Sharp bones protruding

Digging into my shoulders where they alight and come to rest

One after the other, weighing me down

The things I shouldn’t have said

Shouldn’t have done

Shouldn’ts are heavy and sharp for sure

But there are things that trouble me even more

Keeping me awake, eyes to the ceiling

I watch them arrive until down they dive

down

down

burrowing into my chest

Levering my squeezed heart aside

Nestling into those hollow places with sighs

that have me turning over and facing the wall of my own creation

They are the shoulds I should have done

And they dig at me yet

Yet

Yet

There is still time

To take this weight from my chest

And start doing all the shoulds, before they become regrets

Slowly I begin to weed them

out of my chest

write them down

a blank box beside their name

which this year I will tick, tick, tick away

*Each and every box. Tick.

We really have no concept of how long our life is. How can we, when helicopters collide, and storm blown trees land on cars with people inside and young French tourists go for an evening swim in seemingly calm water, fall into a rip and are pulled out to sea and drown. How do we prepare for the unseen hand that sweeps us off the chess board mid move? (By the way, all of these things which I just described happened on the coast where we were holidaying. In a few short weeks, so many tragic deaths, a serious edge to our summer tans.

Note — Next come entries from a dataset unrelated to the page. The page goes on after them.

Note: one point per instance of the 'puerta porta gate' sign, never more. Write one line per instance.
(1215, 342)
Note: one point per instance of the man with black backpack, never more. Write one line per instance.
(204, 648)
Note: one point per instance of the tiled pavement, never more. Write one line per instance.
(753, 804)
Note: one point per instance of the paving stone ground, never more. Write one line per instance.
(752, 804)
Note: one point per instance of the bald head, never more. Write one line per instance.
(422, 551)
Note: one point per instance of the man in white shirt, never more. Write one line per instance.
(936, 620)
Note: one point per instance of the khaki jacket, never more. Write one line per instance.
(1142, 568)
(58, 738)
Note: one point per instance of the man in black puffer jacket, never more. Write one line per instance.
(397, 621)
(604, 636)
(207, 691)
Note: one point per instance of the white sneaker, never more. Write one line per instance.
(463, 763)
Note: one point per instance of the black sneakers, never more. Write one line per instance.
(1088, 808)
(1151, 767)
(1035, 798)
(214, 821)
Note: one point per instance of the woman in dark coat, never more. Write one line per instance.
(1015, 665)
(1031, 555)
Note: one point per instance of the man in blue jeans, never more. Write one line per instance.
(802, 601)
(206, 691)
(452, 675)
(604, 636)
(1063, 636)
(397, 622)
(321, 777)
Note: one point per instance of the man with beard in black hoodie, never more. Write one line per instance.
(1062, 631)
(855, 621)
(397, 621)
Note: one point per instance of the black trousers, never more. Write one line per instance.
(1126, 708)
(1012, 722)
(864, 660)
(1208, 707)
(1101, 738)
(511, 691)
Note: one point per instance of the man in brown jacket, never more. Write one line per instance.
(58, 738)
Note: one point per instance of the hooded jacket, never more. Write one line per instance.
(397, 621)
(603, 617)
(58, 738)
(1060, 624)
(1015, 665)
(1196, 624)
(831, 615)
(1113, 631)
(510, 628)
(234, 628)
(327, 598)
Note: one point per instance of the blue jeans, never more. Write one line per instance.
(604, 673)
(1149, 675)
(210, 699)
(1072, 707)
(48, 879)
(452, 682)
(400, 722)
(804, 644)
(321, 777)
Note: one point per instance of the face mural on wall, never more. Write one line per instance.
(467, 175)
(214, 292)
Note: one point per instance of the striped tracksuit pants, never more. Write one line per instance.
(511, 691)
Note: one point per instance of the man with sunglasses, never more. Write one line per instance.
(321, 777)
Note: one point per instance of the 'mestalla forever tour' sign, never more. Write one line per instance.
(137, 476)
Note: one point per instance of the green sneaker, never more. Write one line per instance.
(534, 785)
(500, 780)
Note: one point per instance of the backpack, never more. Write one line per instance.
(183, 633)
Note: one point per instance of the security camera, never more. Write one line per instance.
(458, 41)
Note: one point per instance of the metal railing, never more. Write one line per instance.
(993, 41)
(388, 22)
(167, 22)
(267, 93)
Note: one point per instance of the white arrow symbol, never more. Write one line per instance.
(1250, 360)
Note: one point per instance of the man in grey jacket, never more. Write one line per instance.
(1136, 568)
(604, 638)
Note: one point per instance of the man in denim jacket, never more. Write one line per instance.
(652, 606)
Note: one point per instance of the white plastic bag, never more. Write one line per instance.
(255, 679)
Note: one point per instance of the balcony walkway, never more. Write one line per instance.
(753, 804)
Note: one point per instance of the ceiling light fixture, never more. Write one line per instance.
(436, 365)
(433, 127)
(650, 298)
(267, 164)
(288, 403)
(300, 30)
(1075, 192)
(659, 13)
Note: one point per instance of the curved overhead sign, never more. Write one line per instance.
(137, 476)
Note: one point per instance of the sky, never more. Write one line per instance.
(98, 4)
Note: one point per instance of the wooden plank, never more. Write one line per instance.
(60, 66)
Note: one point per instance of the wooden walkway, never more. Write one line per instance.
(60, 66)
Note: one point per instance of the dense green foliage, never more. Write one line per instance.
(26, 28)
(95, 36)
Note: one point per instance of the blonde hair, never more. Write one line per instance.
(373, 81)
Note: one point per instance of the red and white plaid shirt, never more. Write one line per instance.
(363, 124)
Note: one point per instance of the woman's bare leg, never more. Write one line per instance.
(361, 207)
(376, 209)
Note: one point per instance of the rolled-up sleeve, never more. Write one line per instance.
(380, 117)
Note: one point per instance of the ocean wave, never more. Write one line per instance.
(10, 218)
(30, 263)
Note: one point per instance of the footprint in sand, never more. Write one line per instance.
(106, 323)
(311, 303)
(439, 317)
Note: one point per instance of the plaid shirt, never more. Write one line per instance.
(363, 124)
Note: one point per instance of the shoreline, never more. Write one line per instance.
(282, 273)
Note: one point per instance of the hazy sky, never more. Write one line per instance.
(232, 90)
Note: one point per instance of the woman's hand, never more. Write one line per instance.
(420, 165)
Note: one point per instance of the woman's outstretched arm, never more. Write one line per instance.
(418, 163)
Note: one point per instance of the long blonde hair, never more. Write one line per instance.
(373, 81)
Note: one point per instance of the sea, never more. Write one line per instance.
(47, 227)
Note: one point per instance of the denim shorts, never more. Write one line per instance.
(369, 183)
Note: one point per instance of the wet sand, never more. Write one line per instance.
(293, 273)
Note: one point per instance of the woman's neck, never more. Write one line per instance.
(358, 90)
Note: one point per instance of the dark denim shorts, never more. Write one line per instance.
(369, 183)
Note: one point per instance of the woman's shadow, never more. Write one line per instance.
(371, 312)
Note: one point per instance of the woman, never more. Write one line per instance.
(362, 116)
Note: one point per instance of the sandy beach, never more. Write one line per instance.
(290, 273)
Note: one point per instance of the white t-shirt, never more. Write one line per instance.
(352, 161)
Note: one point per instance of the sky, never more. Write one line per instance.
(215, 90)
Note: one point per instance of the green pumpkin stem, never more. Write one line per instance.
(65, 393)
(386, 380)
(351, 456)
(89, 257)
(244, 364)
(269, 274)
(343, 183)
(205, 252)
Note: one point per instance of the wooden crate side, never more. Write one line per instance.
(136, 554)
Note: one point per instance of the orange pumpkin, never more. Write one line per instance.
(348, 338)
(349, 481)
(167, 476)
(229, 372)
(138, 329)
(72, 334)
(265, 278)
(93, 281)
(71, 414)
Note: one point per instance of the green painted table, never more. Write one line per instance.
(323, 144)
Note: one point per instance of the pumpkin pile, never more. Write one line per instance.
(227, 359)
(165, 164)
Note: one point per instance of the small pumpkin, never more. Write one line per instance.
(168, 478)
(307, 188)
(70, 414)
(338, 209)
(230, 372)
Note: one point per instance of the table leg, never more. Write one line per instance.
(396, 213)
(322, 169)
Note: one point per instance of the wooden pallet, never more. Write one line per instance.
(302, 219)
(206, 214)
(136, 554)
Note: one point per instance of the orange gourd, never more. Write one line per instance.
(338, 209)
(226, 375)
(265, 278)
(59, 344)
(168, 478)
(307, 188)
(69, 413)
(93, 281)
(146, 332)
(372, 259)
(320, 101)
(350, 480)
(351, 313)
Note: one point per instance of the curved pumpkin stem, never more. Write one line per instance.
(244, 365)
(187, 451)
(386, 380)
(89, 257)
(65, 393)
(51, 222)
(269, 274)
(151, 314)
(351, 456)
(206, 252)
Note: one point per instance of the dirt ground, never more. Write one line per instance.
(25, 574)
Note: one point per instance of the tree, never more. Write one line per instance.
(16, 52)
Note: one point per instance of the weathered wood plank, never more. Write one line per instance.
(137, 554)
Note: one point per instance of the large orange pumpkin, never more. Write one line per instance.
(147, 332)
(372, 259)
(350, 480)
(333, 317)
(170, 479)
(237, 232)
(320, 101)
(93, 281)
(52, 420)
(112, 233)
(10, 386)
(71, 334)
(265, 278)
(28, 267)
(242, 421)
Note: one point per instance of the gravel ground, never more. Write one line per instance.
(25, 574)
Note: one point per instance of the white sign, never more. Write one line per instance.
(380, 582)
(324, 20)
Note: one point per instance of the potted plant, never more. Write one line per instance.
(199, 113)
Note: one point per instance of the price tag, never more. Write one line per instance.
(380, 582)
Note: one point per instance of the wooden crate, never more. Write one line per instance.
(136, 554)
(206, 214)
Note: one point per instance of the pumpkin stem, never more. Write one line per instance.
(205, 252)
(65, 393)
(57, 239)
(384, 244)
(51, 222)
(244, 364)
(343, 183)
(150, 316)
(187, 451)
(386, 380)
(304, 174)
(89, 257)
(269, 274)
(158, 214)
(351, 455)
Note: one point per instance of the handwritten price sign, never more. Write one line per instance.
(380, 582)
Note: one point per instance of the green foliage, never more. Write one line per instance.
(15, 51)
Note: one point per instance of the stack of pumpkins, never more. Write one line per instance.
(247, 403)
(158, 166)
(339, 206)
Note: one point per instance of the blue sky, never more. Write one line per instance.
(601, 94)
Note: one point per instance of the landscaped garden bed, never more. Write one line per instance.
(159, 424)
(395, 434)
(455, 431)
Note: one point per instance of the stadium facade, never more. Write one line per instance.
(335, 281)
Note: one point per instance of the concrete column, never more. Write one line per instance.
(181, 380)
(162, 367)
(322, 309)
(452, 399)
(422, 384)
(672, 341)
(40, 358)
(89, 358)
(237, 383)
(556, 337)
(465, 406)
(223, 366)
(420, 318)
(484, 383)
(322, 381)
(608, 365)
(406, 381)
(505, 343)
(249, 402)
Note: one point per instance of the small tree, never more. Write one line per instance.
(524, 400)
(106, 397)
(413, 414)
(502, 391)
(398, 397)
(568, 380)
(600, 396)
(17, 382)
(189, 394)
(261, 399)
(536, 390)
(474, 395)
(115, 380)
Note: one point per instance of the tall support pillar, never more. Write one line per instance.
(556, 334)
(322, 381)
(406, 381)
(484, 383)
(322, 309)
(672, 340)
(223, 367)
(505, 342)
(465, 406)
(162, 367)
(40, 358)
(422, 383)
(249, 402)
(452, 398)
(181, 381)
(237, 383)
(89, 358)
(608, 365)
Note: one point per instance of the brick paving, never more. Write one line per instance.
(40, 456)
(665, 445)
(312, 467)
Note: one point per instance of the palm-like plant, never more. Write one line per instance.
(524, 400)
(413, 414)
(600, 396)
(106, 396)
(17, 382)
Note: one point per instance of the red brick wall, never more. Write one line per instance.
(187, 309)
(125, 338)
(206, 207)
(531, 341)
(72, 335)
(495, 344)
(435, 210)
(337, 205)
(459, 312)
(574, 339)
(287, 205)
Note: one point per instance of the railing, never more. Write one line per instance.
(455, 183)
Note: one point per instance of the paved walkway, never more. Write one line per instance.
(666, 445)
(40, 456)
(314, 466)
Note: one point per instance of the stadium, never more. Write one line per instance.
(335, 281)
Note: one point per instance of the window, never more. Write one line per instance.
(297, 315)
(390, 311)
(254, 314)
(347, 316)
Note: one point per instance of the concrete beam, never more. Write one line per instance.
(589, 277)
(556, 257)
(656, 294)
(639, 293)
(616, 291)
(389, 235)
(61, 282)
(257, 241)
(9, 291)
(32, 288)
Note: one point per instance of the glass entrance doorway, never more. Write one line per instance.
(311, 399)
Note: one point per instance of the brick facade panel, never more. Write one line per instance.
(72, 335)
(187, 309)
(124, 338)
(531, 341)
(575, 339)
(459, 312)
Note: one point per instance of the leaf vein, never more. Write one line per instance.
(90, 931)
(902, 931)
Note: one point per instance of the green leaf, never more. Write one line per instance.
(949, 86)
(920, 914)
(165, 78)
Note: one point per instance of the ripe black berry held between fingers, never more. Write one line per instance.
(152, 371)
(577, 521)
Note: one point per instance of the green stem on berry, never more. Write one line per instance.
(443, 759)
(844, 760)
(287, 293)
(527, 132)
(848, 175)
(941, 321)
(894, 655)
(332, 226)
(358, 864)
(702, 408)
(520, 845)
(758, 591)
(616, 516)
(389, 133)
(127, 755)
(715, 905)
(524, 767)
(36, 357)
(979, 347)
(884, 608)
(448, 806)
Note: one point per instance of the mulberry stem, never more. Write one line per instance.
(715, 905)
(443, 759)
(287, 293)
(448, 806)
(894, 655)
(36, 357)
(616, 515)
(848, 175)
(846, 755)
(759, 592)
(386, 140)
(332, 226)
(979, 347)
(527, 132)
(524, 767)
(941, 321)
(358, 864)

How do we pray that things won’t happen, when we have no idea of how to list every single possible calamity that might occur?

It is easy to become stuck between should do and should have done. It is a space that could be described as a rock and hard place. It’s a negative space, looking back in regret, forward with anxiety and all around to ensure that nothing is coming before we place a foot on the road (only to realise we forgot to look up) oh no!

The pandemic carried a hidden curse that seems to have affected so many of us – trepidation. A general feeling of uneasiness.

I know personally, it stopped me blithely travelling off by myself into the unknown as I usually do. I didn’t name it as such. Just said, as many of us do, “I’m too busy”. But looking back – I think it was more that the world felt about as certain as molasses.

It still does.

But I have this sheet of paper in my journal from last year covered with should’s. And I don’t feel like adding to it anymore or ever again. It feels like the saddest sort of writing I’ve ever done.

It isn’t a roadmap for moving forward is it? They say life is a journey, which at the very least implies movement of some kind. I’m ready to head out and see what is around the next bend. Harbours are safe and all that, but sailing ships aren’t built for harbours, as the saying goes.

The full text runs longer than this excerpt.